CrowdStrike Outage July 2024 - Technical Summary of What Happened
An update to CrowdStrike Falcon Sensor on 19 July 2024 caused about 8.5 million Windows machines (estimated) to hang and show BSOD (Blue Scren of Death). A fix was pushed out later that day but the machines that went down had to be manually fixed (as of this writing). Here’s a technical summary of what happened based on Dave Plummer’s video below:
- Falcon Sensor runs on kernel mode! Executables that run on kernel mode need to pass WHQL (Windows Hardware Quality Lab).
- Falcon Sensor was designed in such a way that an update to the sensor would be done through another file called a Channel File. This Channel File or simply a configuration file would be updated multiple times a day and would not go through WHQL process.

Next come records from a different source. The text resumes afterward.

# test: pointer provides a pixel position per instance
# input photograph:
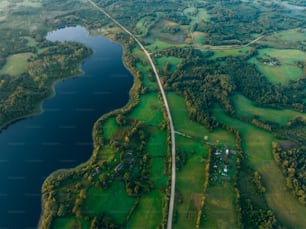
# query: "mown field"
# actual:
(288, 68)
(257, 146)
(194, 139)
(245, 108)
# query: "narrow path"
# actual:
(173, 170)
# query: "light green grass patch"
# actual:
(149, 110)
(190, 183)
(70, 223)
(110, 127)
(148, 213)
(157, 172)
(157, 145)
(29, 3)
(288, 70)
(16, 64)
(114, 202)
(172, 61)
(199, 37)
(244, 107)
(257, 146)
(31, 41)
(196, 131)
(231, 52)
(150, 84)
(219, 207)
(189, 145)
(290, 35)
(158, 45)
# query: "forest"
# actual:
(210, 56)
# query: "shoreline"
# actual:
(39, 107)
(132, 102)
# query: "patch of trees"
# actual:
(256, 87)
(134, 166)
(252, 205)
(293, 164)
(22, 94)
(232, 22)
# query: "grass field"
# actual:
(231, 52)
(16, 64)
(110, 127)
(257, 146)
(288, 38)
(148, 110)
(190, 179)
(70, 222)
(288, 69)
(172, 61)
(148, 213)
(190, 183)
(191, 128)
(244, 107)
(220, 207)
(157, 144)
(159, 44)
(114, 202)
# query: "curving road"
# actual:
(173, 169)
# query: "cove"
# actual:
(60, 137)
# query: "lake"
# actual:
(60, 137)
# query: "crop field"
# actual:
(257, 146)
(109, 127)
(190, 185)
(172, 61)
(220, 207)
(193, 129)
(148, 110)
(231, 52)
(246, 108)
(114, 201)
(286, 70)
(148, 212)
(70, 222)
(16, 64)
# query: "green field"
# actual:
(244, 107)
(110, 127)
(172, 61)
(286, 38)
(190, 183)
(190, 179)
(148, 213)
(288, 69)
(16, 64)
(148, 110)
(231, 52)
(157, 143)
(114, 202)
(70, 222)
(257, 146)
(220, 207)
(191, 128)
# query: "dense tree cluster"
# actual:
(293, 164)
(21, 95)
(252, 205)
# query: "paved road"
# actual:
(173, 152)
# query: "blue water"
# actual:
(60, 137)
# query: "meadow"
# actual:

- On the ill fated day, CrowdStrike sent a configuration file that was invalid. (We’ll probably know how this passed through when they publish their findings)
- Falcon Sensor read the new configuration file and since it was invalid, threw an error. Since the Sensor runs in kernel mode, it threw a BSOD.
Remedy
For the affected machines, only manual fix is available. The steps are:
- Boot the machine in safe mode.
- Remove the offending file starting with C-0000291 under c:\System32\drivers\CrowdStrike directory.
- Reboot the machine.
- On devices with BitLocker encryption, one also needs the keys.
Prevention
There’s a setting in the Falcon Sensor to delay the update for upto 3 months. The default unfortunately is set to immediate update.
Video
Postscript
Here’s an interesting way an Australian Tax Firm used barcode scanners to read the long BitLocker keys! https://www.theregister.com/2024/07/25/crowdstrike_remediation_with_barcode_scanner/
Reference
CrowdStrike July 19 Outage Updates Page:
https://www.crowdstrike.com/falcon-content-update-remediation-and-guidance-hub/
💣